There is nothing quite like the feeling of rejection.
Whether it’s from your first choice of colleges, a relationship gone awry, or a layoff at your job; we all know this terrible feeling.
A question asked by many is: why does rejection hurt and what can we do differently so we don’t feel so bad?
Why Rejection Hurts
To be told that you’re not wanted, that you’re not needed, or that there is someone or something better, is hard to hear.
Our brains, our egos, and our hearts can’t make sense of it.
Our defenses flair up, our minds race, and the by-product of rejection is usually feeling either terrible about yourself, or warding off this terrible feeling by dismissing it.
How We Cope with Rejection
Some of us can hear our friends or caregivers in the background saying, “you’re better off without him!”
or “everything is meant to be; you’ll be fine.”
These gestures, usually meant to be intentionally kind by our support network, have a tendency to want to assuage the painful feeling that someone or something doesn’t want you.
What we can learn from rejection
While difficult to deal with, there are lessons to be learned from rejection.
Instead of warding it off with every tool in your arsenal, you would be surprised by the amount of self-growth that can take place.
You just have to allow it to happen.
Psychology Helps Us Understand Rejection
While there are numerous ways to understand the psychology behind rejection – cognitive therapy is one of them.
Cognitive dissonance, a term used often in this discipline, refers to when there is a feeling of discomfort when we hold two conflicting beliefs.
In order to provide some relief to our minds, we change our thoughts in order to eliminate or reduce the dissonance.
Don’t worry, you’re not alone.
Take for example a smoker.
Notice that albeit the mounds of research, they still don’t quit smoking.
Many of us wonder, why?
While the addiction is powerful in its own right, the question still nags at our minds…why don’t they quit?
Cognitive dissonance comes to mind.
The smoker, while knowing that smoking could kill them, replaces this discomforting thought with “if I stop smoking, then I’ll gain weight, and that could have a negative health effect.”
Or maybe they say, “smoking kills some, but not all.
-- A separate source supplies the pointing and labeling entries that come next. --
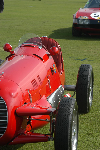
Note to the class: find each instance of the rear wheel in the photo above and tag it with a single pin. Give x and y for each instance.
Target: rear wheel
(66, 125)
(84, 88)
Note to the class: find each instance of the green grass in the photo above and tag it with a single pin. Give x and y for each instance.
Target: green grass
(54, 19)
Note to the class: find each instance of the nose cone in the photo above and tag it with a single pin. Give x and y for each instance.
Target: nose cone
(10, 100)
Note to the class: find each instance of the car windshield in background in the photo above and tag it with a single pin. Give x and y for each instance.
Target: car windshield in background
(92, 4)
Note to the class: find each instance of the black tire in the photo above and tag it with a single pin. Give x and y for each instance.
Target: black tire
(76, 32)
(84, 88)
(1, 5)
(1, 61)
(66, 125)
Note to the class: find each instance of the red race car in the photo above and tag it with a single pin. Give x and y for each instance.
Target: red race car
(87, 20)
(32, 84)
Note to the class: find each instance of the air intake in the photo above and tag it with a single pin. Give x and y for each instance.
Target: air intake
(3, 116)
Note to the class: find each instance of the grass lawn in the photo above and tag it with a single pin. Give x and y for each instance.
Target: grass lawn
(54, 18)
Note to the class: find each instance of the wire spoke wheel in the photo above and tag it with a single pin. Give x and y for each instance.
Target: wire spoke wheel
(84, 88)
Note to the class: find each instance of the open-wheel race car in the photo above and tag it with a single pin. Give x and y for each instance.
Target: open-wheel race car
(87, 20)
(32, 85)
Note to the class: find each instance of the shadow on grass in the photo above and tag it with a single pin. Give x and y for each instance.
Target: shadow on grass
(66, 33)
(11, 147)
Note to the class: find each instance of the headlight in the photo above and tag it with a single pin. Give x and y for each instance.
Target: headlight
(84, 21)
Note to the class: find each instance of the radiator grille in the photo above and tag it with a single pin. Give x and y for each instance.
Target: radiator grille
(3, 116)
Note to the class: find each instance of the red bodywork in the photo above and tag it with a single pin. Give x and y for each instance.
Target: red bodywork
(31, 86)
(93, 26)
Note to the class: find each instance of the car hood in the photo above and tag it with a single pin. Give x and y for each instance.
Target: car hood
(91, 13)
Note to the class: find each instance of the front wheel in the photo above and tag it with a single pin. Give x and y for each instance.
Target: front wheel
(66, 125)
(84, 88)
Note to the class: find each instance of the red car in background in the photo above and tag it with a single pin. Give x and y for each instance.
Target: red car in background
(32, 85)
(87, 20)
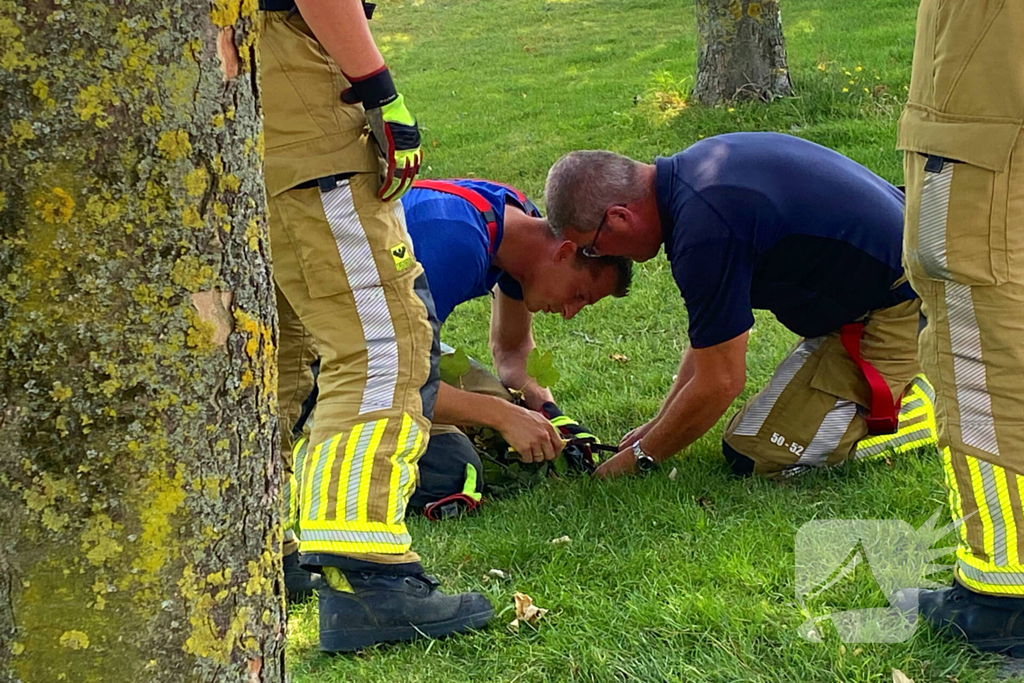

It’s not absolute.”
Or, “the addiction is more powerful than me. I simply can’t win.”
Another favorite is “If I stop smoking, I’ll be too stressed out.”
These are all examples of cognitive dissonance.
The smoker is holding two conflicting thoughts (I like smoking but it will kill me).
They replace these thoughts with something more comforting (I’ll be too stressed out so I can’t quit).
How We Block the Pain of Rejection
When someone or something rejects us, we do everything in our power to shield ourselves from the pain that “I am somehow flawed.”
The cognitive dissonance quandary comes into play.
“I like myself, but she doesn’t like me.”
These conflicting thoughts sometimes are just too hard for the psyche to digest.
As a way to ease the pain, we will replace these incredibly difficult thoughts with something more comforting such as, “I didn’t like her anyway.”
While telling ourselves certain thoughts can be comforting in the moment, we want to be wary of selling ourselves a new storyline that may or may not be accurate.
How Rejection Can Help You Grow
One of the most powerful insights that can come out of rejection is self-reflection. Be honest with yourself and ask questions, such as:
- What was the reason behind the rejection?
- Is there any truth to what they said?
- What in my character is something that needs work?
When you allow these more vulnerable thoughts to enter into your mind, you curate self-growth.
Self-growth is how we evolve, and how we create new experiences.
It’s how we don’t repeat the mistakes of the past, in the present.
Rejection is painful.
Rejection hurts the heart in ways that can feel insurmountable.
However, don’t coil up.
Breathe in that you are human, flawed like the rest of us – and you are on this planet to grow.